Search code examples
c++reverse-engineeringdecompiler

Why is there no accurate C++ decompiler?


Why is it not possible to create a C++ decompiler that will function as accurately as those made for Java and C#?


Solution

  • There are several reasons:

    1. Inlining. A lot of C++ code gets inlined in optimized builds. That plays havoc with any form of decompiler. To figure out that a function was inlined, the decompiler would have to analyze the specifics of the inlined code and match them up. And post-inlining optimization steps can make code very different, depending on where it was inlined.

    2. Templates. Templates use #1 exclusively, but they create additional problems. It is at least theoretically possible that a function that gets inlined in two places would compile to the same sequence of assembly instructions. But for template code, which was instantiated with different template arguments? Different instantiations will usually have to compile down to different sequences of instructions. And this becomes even more difficult, since template code can call different sets of functions based on the template parameters. And those functions themselves could be inlined.
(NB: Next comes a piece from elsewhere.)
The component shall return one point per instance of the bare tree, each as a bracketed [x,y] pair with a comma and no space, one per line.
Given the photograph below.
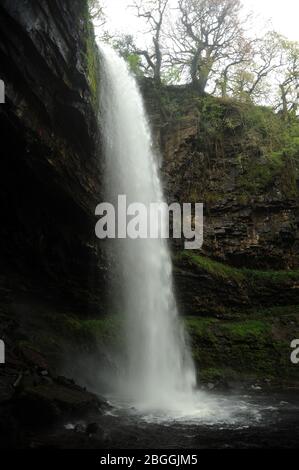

    3. Compile-time execution. Template metaprogramming allows the compiler to actually execute code. But C++11's constexpr provides a more natural way to do some computations at compile time. Obviously, compile-time function calls or metafunction instantiations cannot be part of the compiled executable. Only the results of them will be (since that's kinda the point).

    4. Lack of comprehensive runtime reflection. C# and Java both lace their bytecode with a lot of information about what the nature of the original source code. Object definitions are easily detectable, as are object names, member variable types and names, etc. C++ compiles down to machine language, which is not required to have any such information. And since it isn't required, compilers don't generate it. Even the reflection study group of the ISO C++ committee is focused on compile-time reflection, which is information that won't be available at runtime.

      Even std::type_info doesn't offer anything. The reason being that, if the compiler does not detect that a particular type will have typeid called on it, then the compiler doesn't need to generate a std::type_info object for it. And even if it did, all that gives you is an object's name (and an identifier). Nothing more.